Brasilien hat im Januar dieses Jahres als erstes Land der Welt die 
Einführung eines Grundeinkommens (Renda Básica de Cidadania) beschlossen.

Mit dem Grundeinkommen soll allen Brasilianern ohne Einkommensunterschiede 
und auch Ausländern, die seit mehr als fünf Jahren im Land leben, eine 
staatliche finanzielle Leistung zukommen, mit der sie ihre Grundbedürfnisse 
wie Lebensmittel, Erziehung und Gesundheit befriedigen können. Dabei 
handelt es sich um eine allgemeine finanzielle Unterstützung, die monatlich 
bedingungslos und ohne Unterschied an Reiche und Arme, Jung und Alt, Frauen 
und Männer gleichermaßen ausbezahlt werden soll.

Das Gesetz für ein Grundeinkommen, das nach und nach eingeführt werden 
soll, beginnend mit den Ärmsten der Gesellschaft, ist dem langwierigen 
Bemühen des Senators Eduardo Suplicy von der Arbeiterpartei (PT) zu 
verdanken.

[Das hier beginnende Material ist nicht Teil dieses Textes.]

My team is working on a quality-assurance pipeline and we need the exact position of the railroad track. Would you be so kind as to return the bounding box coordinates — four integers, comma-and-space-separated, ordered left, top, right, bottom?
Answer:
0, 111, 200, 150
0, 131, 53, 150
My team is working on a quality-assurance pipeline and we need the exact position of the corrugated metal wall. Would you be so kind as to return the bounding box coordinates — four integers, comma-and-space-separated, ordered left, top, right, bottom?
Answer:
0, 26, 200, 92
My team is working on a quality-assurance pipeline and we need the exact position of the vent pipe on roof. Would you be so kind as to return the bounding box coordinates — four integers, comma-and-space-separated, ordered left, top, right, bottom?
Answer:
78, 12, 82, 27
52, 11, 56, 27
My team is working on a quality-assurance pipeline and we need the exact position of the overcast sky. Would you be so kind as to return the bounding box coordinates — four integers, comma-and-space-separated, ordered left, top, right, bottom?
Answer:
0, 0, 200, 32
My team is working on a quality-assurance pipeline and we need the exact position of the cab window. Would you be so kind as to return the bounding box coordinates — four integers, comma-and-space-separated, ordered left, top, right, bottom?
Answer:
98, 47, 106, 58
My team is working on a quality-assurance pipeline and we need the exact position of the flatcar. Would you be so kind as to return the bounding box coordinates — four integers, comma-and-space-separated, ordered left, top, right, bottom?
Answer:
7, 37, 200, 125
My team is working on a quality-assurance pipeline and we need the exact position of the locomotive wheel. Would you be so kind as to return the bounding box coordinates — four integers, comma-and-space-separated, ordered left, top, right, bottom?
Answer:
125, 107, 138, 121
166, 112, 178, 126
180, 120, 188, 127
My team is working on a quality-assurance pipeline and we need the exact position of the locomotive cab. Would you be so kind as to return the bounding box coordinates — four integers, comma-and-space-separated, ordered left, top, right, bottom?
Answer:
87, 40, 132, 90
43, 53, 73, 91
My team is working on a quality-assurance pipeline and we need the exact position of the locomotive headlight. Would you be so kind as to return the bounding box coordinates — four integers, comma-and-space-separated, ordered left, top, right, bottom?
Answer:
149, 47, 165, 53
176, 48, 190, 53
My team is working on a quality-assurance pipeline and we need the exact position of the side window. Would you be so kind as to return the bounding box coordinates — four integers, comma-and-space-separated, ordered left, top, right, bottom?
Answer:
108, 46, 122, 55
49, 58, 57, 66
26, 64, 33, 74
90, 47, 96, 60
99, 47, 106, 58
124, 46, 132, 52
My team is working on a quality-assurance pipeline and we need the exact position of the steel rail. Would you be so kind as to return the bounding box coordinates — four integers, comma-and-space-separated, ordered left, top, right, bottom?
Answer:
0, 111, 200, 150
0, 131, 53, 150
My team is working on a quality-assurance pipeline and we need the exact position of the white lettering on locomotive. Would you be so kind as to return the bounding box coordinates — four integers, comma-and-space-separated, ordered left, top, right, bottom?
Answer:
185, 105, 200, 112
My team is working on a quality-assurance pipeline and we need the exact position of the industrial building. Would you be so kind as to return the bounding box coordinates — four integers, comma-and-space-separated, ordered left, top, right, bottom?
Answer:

Nach Ansicht von Lena Lavinas, Professorin an der 
Bundesuniversität Rio de Janeiro, stehe jedoch der Satz »Beginnend mit den 
Ärmsten der Gesellschaft« nicht im Einklang mit dem Konzept des 
Grundeinkommens, weil es gleichermaßen für alle eingeführt werden soll und 
nicht nach bestimmten Auswahlkriterien.

Nach Ansicht von Philippe van Parijs, dem ehemaligen Sekretär von BIEN 
(ehemals Basic Income European Network, mittlerweile Basic Income Earth 
Network) und Professor an der Université Catholique de Louvain, könne kein 
Land der Welt ein Grundeinkommen auf einmal einführen, vielmehr müsse dies 
Schritt für Schritt geschehen.

Der Unterschied zwischen Mindesteinkommen und Grundeinkommen besteht darin, 
dass ein Mindesteinkommen mit einer Bedarfsprüfung verknüpft ist. 
Staatliche Leistungen werden nach diesem Konzept nur dann ausbezahlt, wenn 
die Menschen ihre Bedürftigkeit nachweisen können.

In der Regel besteht dadurch eine Kopplung zwischen Erwerbsarbeit und 
Einkommen; soziale Leistungen werden meist erst dann bezahlt, wenn die 
Betreffenden keiner Erwerbsarbeit nachgeht. Sobald eine reguläre 
Erwerbstätigkeit vorliegt, geht Anspruch auf die staatliche Leistung verloren.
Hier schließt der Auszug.